Чем дальше, тем больше техника сфумато становилась средством выражения определенного мироощущения, настроения, передачи быстро меняющейся атмосферы момента. Эта техника позволяла Леонардо точнее очерчивать свои сюжеты и детальнее разрабатывать их. Однако его почти черные фоны означали радикальный разрыв с традициями флорентийской живописи, знаменитой и повсеместно признанной и поныне еще привлекающей к себе внимание посетителей музейных залов своими светом и прозрачностью, той ясностью зари, которая почти всегда сопутствует ей, — традициями, ставшими олицетворением Кватроченто…
Сколько эфебов после нее…
После тех представительниц прекрасной половины рода человеческого, которые позировали Леонардо при написании «Джоконды» и «Леды», как облаченной, так и обнаженной, его моделями были исключительно особи мужского пола. Так появились многочисленные «Вакхи» и «Святые Иоанны Крестители»… Еще в большей мере, чем греческие эфебы, этот символический тип служил Леонардо для выражения его представлений о совершенстве: своего рода высшие представители человечества, коих не коснулись беды мира сего.
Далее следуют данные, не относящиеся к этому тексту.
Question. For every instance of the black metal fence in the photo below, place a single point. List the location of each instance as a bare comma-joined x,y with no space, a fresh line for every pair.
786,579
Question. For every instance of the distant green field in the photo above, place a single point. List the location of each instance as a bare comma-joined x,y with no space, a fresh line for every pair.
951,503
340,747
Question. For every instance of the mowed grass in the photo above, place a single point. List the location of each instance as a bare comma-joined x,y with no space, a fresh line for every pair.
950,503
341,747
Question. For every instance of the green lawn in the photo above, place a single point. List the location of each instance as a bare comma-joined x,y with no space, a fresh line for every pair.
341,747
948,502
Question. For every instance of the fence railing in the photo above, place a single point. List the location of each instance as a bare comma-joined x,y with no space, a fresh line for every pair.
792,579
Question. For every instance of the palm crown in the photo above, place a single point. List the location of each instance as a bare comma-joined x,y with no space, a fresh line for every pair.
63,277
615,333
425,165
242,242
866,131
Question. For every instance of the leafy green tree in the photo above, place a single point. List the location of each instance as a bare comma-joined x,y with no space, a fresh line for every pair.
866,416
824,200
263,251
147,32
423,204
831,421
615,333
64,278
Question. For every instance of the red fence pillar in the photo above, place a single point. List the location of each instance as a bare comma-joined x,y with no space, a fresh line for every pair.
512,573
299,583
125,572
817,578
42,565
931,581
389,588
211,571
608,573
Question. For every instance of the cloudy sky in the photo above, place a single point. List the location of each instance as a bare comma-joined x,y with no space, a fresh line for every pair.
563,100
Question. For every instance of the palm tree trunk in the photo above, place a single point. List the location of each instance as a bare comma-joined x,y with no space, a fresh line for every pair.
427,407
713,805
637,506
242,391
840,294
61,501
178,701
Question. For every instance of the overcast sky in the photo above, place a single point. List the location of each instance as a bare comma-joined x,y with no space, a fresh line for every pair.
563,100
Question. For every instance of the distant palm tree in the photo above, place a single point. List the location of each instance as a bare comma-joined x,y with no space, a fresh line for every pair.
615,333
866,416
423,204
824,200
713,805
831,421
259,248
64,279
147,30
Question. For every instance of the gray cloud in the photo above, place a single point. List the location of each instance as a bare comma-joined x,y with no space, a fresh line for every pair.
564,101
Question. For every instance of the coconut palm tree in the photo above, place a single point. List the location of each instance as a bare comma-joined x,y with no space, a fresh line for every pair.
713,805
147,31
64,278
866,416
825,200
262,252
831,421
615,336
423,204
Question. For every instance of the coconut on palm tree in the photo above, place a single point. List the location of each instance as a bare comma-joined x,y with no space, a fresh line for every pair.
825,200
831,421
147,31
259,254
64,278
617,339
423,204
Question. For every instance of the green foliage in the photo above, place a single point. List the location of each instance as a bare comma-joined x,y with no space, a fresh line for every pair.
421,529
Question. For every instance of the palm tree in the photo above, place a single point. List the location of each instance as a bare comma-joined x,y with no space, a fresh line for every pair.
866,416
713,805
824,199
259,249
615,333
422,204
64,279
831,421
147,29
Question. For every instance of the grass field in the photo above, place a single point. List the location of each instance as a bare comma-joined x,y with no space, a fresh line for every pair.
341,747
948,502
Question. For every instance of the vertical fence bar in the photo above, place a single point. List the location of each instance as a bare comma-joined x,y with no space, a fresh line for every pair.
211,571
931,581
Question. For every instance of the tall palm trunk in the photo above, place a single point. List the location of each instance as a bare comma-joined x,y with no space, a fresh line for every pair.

И здесь тоже столько поразительной двусмысленности! Публика приведена в замешательство. Жизнь Леонардо или, по крайней мере, то немногое, что было известно о ней, и многообразие видов его деятельности удивляли тех, кто предпочитал не знать, что и художники тоже каждый день испытывают голод. Какой беспорядочной представлялась его жизнь! И на самом деле она была такой. Но имелся ли у него другой выбор? Ему приходилось разнообразить виды работ, дабы заработать на хлеб насущный. Он, казалось, жил одним днем, но что еще оставалось ему? Его порицают — и не безосновательно порицают — за безответственное отношение к делу, ибо он без малейших угрызений совести мог бросить начатую работу и заняться другим делом, чтобы потом, оставив и это, взяться за что-нибудь еще. Чем дальше, тем больше он запутывался в неразрешимом для него противоречии, разрываясь между заработком ради пропитания и столь необходимой художнику свободой творчества. Разве не в свободном полете духа создавались лучшие творения искусства? Подлинно прекрасное рождается лишь там, где нет принуждения и где художник не истекает потом под тяжестью непосильного бремени.